MEXICO CITY -- President Obama arrived here Thursday on a two-day visit to talk trade, security and immigration with his new Mexican counterpart, President Enrique Peña Nieto.
Mexican officials and an honor guard of soldiers greeted Obama on the tarmac before he left for a private meeting with Peña Nieto at the National Palace, a hulking building in the center of the capital. Onlookers snapped photos as the motorcade zipped through normally snarled streets.
Obama and Peña Nieto, who took office in December, are scheduled to hold a joint press conference after their meeting.
Mexico’s youthful, telegenic president has promised broad reforms in education, banking and energy, as well as a strengthened federal government. U.S. officials are monitoring how these changes affect American interests.
One shift already has caused tension with Washington: Peña Nieto's administration has begun to restrict broad U.S. involvement in some counter-narcotics and other security operations, perhaps signaling the end of a period of close cooperation in law enforcement and intelligence.
Obama told reporters Monday that he would not judge Peña Nieto’s move “until I’ve heard directly from them to see what exactly are they trying to accomplish.”
“We’ve made great strides in the coordination and cooperation between our two governments over the last several years,” Obama said. “But my suspicion is ... that things can be improved.”
Obama’s trip is aimed at highlighting economic progress and potential in Latin America, not security or immigration.
In a speech to Mexican students Friday, Obama is expected to tout increases in educational exchanges, increased trade opportunities and the reform package Peña Nieto has already passed.
The portrait of a Mexico “on the rise,” as one U.S. official put it, is disputed. Not all economic indicators are so rosy. But the upbeat message serves Obama’s top domestic priority: passing an overhaul of the nation’s immigration laws through Congress.
More than half the immigrants in the U.S. who crossed the border illegally or overstayed their visas are Mexicans.

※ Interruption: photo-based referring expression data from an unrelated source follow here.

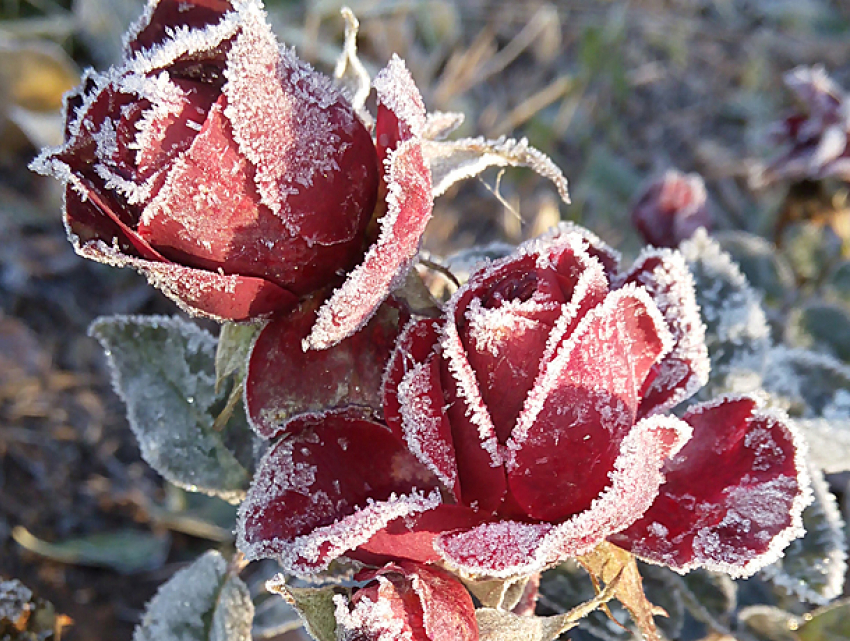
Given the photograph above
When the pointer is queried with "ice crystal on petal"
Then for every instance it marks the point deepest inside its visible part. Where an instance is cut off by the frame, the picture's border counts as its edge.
(398, 93)
(300, 511)
(389, 259)
(424, 422)
(683, 371)
(507, 548)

If Obama can assure U.S. lawmakers, and their constituents back home, that the poverty and violence that caused illegal immigration are easing, he may have an easier time winning support for the bill.
“Economic development in Mexico will also ultimately get at the root cause of illegal immigration to the United States, so that's another benefit of the economic growth underway in Mexico,” said Ben Rhodes, a deputy national security advisor.
Obama will take a similar message to Costa Rica on Friday and Saturday, when he will meet with several Central American leaders.